Altostratus (As) is a mid-level cloud layer found at 2–6 km altitude, appearing as a grey or bluish sheet that covers the sky partially or completely. It is composed of a mixture of water droplets and ice crystals. A key diagnostic feature: the sun can be dimly visible through altostratus as if through ground glass — a "watery sun" — but it does not produce halos (which require the ice crystals of cirrus).

Altostratus is most commonly associated with approaching warm fronts. In the classic frontal cloud sequence, cirrus gives way to cirrostratus, which thickens into altostratus. As the front draws nearer, the altostratus thickens further and its base lowers, eventually becoming nimbostratus — the principal rain-bearing cloud. Light rain or snow (known as virga if it evaporates before reaching the ground) can fall from thick altostratus.

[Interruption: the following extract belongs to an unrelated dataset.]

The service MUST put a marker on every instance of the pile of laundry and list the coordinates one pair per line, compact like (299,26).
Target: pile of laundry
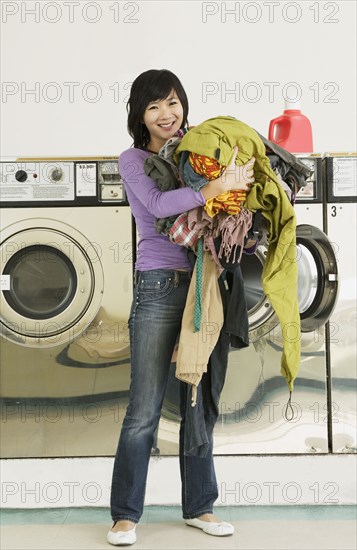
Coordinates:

For pilots, altostratus is significant because it can contain supercooled water droplets that cause moderate icing on aircraft surfaces. The cloud often extends over hundreds of thousands of square kilometres ahead of warm and occluded fronts. In the Alps and other mountain ranges, altostratus frequently produces persistent light precipitation that can last for days during frontal passages. Observing the transition from thin, translucent altostratus to thicker, opaque forms is a practical skill for predicting the onset of rain within 6–12 hours.